Hemos perdido el miedo a la
imperfección, a ser retratadas con nuestros defectos y nuestros deseos y
necesidades. Reivindicamos nuestro derecho a una porción de egoísmo, de
escatología, a nuestra cuota de “slapstick”, de “superheroínas” y “supervillanas”.
Si hemos aguantado durante siglos los chistes masculinos de “caca, culo, pedo,
pis” de los hombres en “prime time”, que sus fantasías sexuales y delirios
megalómanos se eleven a categoría de arte y filosofía universal; es hora de
poner en el centro del relato todo lo que se ha invisibilizado de la mujer, sí,
también la regla y los hongos vaginales, la cistitis y la menopausia, el cáncer
de mama o nuestro despertar sexual, nuestros abortos, nuestras maternidades,
nuestras frustraciones, nuestros oficios, nuestros fracasos y nuestras
obsesiones.
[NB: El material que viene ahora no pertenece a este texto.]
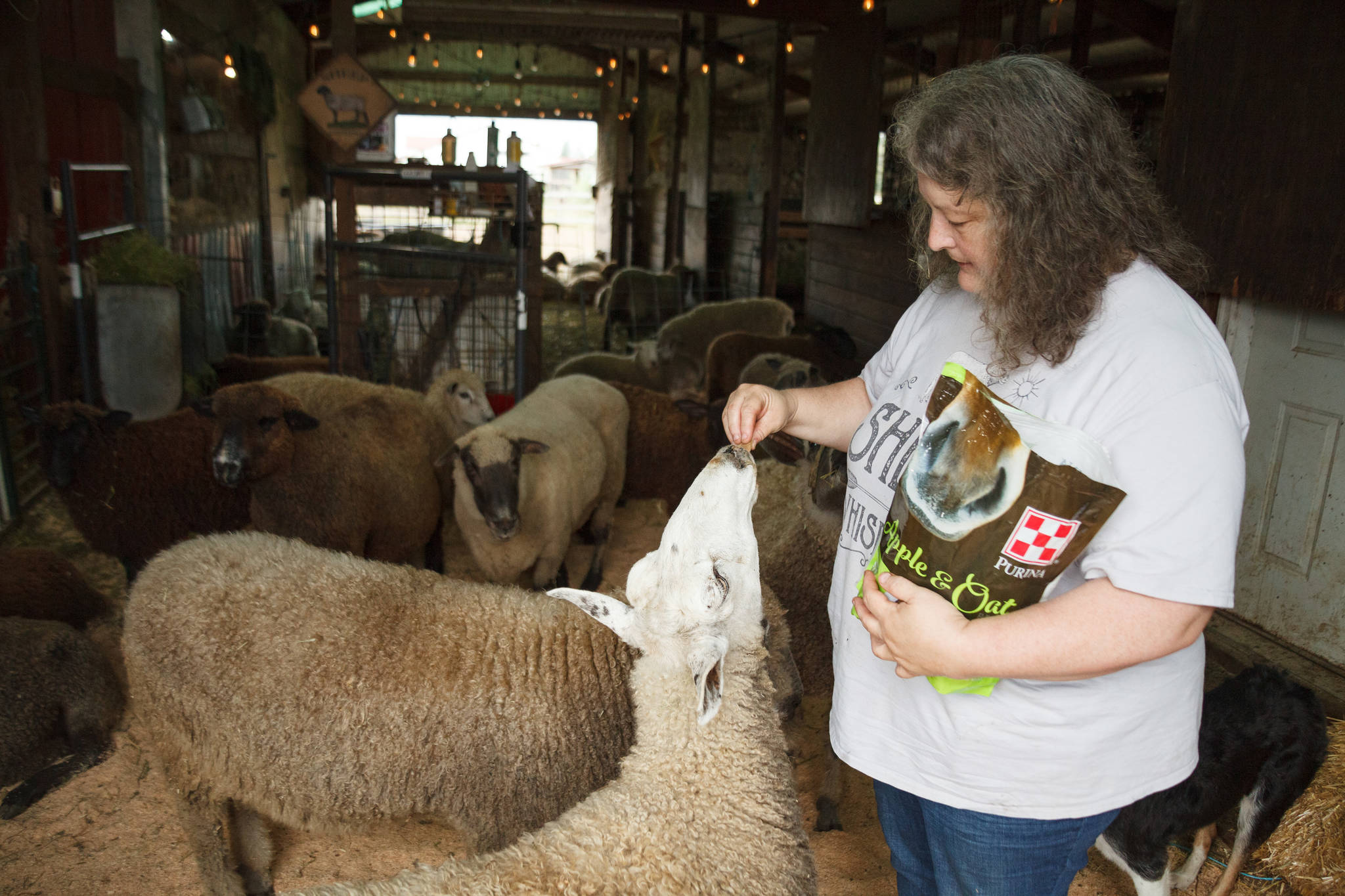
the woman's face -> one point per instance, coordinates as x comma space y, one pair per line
962, 228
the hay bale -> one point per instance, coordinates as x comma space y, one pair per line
1308, 849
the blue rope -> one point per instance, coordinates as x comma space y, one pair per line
1242, 874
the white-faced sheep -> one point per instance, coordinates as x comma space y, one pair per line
359, 480
58, 698
639, 368
526, 481
135, 488
317, 691
684, 340
705, 802
42, 585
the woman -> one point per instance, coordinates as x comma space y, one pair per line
1053, 269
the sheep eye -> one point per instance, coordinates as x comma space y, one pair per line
720, 581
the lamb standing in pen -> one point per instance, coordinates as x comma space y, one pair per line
705, 803
287, 684
525, 482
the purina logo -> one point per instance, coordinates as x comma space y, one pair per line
1039, 538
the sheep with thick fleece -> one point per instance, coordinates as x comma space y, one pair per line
42, 585
731, 352
58, 698
639, 368
318, 691
684, 340
359, 479
135, 488
705, 802
669, 442
526, 481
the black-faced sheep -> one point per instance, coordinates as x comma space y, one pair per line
359, 480
526, 481
42, 585
314, 689
639, 368
135, 488
669, 442
705, 803
240, 368
58, 698
682, 341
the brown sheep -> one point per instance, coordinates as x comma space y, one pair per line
58, 698
731, 352
135, 489
240, 368
42, 585
359, 480
669, 444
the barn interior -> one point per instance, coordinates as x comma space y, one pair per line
393, 190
Lo que sea que queramos contar sobre nosotras mismas tiene valor
artístico y es digno de ser publicado, así como lo han sido los voluminosos tomos de “En busca del tiempo perdido” en los que Marcel Proust nos contó su
vida y sus atribulaciones existenciales o los más recientes del compendio
autoficcional algo engreídamente titulado “Mi Lucha” de Karl Ove Knausgard; o en
un ámbito más mundano los monólogos autobiográficos de cómicos como Louis C.K.
Lo
que admiramos en ellos no puede ser criticado en nosotras, pues de la
cotidianidad y de la experiencia vital de las mujeres también se pueden extraer
obras de arte, tanto con la finalidad del entretenimiento como de generar
debate y reflexiones filosóficas y de categoría universal. Simple y llanamente
porque, quieran o no, somos parte del universo y sujetos activos de la historia
de la humanidad. No hay cosmovisión posible que no nos tenga en cuenta. Todo lo
que se haga con pretensiones de universalidad dando por sentado que las mujeres no
somos personas completas o sujetos autónomos no vale, es una mentira. Es, de
hecho, la mentira más grande jamás contada y la prueba de que una repetida
hasta la saciedad puede convertirse en la verdad más inamovible.
![]() |
Las transiciones con citas de las cartas de Chris Kraus en letra blanca sobre fondo rojo son una de las señas de identidad de esta serie |
“Dear Dick: Every letter is a
love letter”, dice la protagonista al principio de la serie, y, a pesar de su
título, ese “amor” no va dirigido a otro, sino a sí misma. Con esas cartas esta
directora frustrada vuelve a recuperar su autoestima pasados los 40 años,
vuelve a desear, no a un hombre, si no a desear(se) salvaje y libre. Sí,
autoestima es la palabra clave del resto de los "autos" que al contrario de lo
que se suele creer, nos llevan a salir del ensimismamiento y de nosotras mismas
para decidirnos a trascender públicamente y a dejar nuestra huella, por pequeña
que sea, en el curso de la historia. Sin autoestima y autonomía no es posible
ni la autoría ni la autoridad. Aprendamos a querernos, disfrutemos de y con
nosotras mismas, démonos el valor que nos han quitado y que nos pertenece. Si
tomamos el poder en nosotras mismas, nada estará fuera de nuestro alcance. Por
eso la masturbación y la vanidad femeninas, que pensemos en satisfacer nuestro
deseos y necesidades y no sólo en sacrificarnos por los de los demás, pueden
ser revolucionarios. En 2017 nuestro cuerpo sigue siendo el campo de batalla
feminista. Seguirán haciendo todo lo posible para que no lo conquistemos, pues
si lo hacemos nada nos impedirá conquistar el mundo.